Can Trigonometry and Geometry Prove that ab+pq is Not Prime?

[anemone]

Let $a,\,b,\,p,\,q$ be integers with $a>b>p>q>0$.

Suppose that $ap+bq=(b+q+a-p)(b+q-a+p)$.

Prove that $ab+pq$ is not prime.

 

[Albert1]

Let $a,\,b,\,p,\,q$ be integers with $a>b>p>q>0--(1)$.

Suppose that $ap+bq=(b+q+a-p)(b+q-a+p)---(2)$.

Prvoe that $ab+pq$ is not prime.

Spoiler

from (1)(2)we must have:
$p\geq q+1$
$b\geq q+2$
$a\geq q+3$
$ap+bq\geq (q+2+q+q+3-q-1)(q+2+q-q-3+q+1)=(2q+4)(2q)$
is not prime
$\therefore ab+pq\geq (q+2)(q+3)+(q+1)q=2q^2+6q+6$
is not prime

 

[anemone]

Thanks, Albert for participating and also the solution. :)

I want to share with MHB a solution that I thought is great to showcase how trigonometric and geometry skills could be used to tackle a number theory problem such as this one, and I hope you will like it as much as I do:

Spoiler

View attachment 3889

The equality $ap+bq=(b+q+a-p)(b+q-a+p)$ is equivalent to $a^2-ap+p^2=b^2+bq+q^2\tag{1}$.

Let $ABPQ$ be the quadrilateral with $AB=a,\,BP=q,\,PQ=b,\,AQ=p,\,\angle BAQ=60^{\circ}$ and $\angle BPQ=120^{\circ}$.

Such a quadrilateral exists in view of the equation we obtained in (1) and the Law of Cosines.

The common value in (1) is $BQ^2$. Let $\angle ABP=\theta$ so that $\angle PQA=180^{\circ}-\theta$.

Applying the Law of Cosines to triangles $ABP$ and $APQ$ gives

$a^2+q^2-2aq\cos \theta=b^2+p^2+2bp\cos \theta$

Hence $2\cos \theta=\dfrac{a^2+q^2-b^2-p^2}{aq+bp}$ and $AP^2=a^2+q^2-aq\left(\dfrac{a^2+q^2-b^2-p^2}{aq+bp}\right)=\dfrac{(ab+pq)(ap+bq)}{aq+bp}$.

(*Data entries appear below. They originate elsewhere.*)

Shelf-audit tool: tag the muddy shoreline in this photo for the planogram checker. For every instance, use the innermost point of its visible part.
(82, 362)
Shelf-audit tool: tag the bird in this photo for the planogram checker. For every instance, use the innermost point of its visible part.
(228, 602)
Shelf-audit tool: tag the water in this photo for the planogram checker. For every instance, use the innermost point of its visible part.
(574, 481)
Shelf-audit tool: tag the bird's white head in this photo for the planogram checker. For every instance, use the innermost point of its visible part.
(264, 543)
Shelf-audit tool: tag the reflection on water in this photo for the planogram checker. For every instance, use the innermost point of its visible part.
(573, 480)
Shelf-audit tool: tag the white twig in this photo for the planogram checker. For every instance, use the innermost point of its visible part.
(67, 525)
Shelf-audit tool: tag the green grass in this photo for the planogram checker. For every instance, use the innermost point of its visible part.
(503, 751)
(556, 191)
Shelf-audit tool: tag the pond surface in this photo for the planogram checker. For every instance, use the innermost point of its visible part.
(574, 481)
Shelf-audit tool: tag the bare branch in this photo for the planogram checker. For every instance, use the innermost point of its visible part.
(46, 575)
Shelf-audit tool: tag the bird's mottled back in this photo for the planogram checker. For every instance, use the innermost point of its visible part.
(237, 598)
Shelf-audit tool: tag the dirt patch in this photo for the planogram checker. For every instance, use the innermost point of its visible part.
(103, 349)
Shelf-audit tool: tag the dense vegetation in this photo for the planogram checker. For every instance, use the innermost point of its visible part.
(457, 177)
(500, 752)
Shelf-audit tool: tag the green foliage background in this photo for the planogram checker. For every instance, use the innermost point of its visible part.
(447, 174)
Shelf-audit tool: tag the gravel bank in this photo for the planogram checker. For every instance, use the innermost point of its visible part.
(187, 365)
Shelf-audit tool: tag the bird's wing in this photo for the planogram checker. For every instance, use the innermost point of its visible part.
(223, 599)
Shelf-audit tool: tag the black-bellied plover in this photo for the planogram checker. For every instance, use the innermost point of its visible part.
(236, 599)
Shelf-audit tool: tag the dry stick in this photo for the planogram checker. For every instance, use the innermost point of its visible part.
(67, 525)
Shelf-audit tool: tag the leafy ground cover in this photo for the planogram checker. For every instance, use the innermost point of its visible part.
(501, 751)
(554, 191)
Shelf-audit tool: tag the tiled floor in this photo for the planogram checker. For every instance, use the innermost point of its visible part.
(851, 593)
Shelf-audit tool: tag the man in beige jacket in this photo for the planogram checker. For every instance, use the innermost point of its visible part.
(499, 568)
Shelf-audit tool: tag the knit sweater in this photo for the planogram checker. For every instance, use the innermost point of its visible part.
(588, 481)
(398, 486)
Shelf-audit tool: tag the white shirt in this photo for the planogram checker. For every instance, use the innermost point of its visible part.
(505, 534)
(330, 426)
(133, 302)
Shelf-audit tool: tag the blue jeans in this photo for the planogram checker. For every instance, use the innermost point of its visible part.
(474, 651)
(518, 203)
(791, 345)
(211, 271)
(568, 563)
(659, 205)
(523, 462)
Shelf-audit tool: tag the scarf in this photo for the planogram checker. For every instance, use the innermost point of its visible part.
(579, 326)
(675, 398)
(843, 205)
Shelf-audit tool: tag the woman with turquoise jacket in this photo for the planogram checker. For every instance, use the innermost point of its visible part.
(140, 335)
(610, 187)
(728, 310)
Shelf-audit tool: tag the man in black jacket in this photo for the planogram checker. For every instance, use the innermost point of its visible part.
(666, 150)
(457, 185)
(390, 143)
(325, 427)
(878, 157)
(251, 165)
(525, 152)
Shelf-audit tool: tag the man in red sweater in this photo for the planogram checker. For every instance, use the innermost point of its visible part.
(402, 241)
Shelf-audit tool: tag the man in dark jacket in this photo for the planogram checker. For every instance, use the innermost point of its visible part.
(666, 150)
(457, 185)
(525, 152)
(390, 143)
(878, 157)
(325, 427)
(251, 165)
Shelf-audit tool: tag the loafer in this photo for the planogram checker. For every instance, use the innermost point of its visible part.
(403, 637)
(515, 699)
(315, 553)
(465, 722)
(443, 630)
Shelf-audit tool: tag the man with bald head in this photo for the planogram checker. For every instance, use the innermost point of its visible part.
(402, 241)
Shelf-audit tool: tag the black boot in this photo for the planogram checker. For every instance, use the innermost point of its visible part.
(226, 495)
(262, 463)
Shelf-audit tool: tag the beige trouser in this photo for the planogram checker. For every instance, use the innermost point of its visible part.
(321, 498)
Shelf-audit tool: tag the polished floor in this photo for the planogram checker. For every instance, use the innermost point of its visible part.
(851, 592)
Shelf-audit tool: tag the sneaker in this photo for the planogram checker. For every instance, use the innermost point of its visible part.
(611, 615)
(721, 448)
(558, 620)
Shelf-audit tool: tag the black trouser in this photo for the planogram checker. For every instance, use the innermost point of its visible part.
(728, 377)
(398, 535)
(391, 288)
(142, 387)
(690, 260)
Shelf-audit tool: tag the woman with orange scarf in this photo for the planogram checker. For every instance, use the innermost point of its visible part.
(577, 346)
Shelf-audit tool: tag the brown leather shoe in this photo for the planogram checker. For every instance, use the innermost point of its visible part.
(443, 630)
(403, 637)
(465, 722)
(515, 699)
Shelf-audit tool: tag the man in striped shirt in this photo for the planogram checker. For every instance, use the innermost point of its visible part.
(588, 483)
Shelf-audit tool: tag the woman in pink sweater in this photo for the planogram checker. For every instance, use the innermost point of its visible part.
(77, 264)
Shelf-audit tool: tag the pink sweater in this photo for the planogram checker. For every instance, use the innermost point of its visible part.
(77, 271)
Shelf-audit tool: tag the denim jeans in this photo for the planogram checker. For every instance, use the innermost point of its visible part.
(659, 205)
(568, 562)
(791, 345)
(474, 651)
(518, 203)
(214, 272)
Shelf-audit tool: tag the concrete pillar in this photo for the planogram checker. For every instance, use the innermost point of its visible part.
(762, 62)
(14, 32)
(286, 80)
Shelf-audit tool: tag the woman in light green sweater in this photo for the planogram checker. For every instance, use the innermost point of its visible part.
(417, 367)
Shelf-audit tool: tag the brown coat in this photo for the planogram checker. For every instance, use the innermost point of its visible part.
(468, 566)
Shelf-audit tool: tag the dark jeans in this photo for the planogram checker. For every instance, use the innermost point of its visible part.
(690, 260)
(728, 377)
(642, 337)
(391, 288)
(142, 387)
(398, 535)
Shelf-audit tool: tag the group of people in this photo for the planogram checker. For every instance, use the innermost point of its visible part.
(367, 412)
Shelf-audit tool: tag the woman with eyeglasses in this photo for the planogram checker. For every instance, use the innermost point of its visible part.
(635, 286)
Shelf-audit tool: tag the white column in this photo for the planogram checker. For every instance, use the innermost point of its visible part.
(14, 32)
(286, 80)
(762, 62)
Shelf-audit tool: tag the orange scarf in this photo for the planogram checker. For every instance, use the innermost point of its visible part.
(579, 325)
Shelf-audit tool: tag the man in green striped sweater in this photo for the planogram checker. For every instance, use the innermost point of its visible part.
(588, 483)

Because $ABPQ$ is cyclic, Ptolemny's Theorem gives $(AP\cdot BQ)^2=(ab+pq)^2$.

It follows that

$\dfrac{(ab+pq)(ap+bq)}{aq+bp}\cdot (a^2-ap+p^2)=(ab+pq)^2$.

or simply $(ap+bq)(a^2-ap+p^2)=(ab+pq)(aq+bp)$.

Next, observe that
$ab+pq>ap+bq>aq+bp\tag{2}$.

The first inequality follows from $(a-q)(b-p)>0$, and the second from $(a-b)(p-q)>0$.

Now, assume that $ab+pq$ is prime, it then follows from (2) that $ab+pq$ and $ap+bq$ are relatively prime. Hence, from $(ap+bq)(a^2-ap+p^2)=(ab+pq)(aq+bp)$, it must be true that $ap+bq$ divides $aq+bp$.

However, this is impossible by (2). Thus $ab+pq$ must not be prime.

One example that satisfies the given conditions is $(65,\,50,\,34,\,11)$.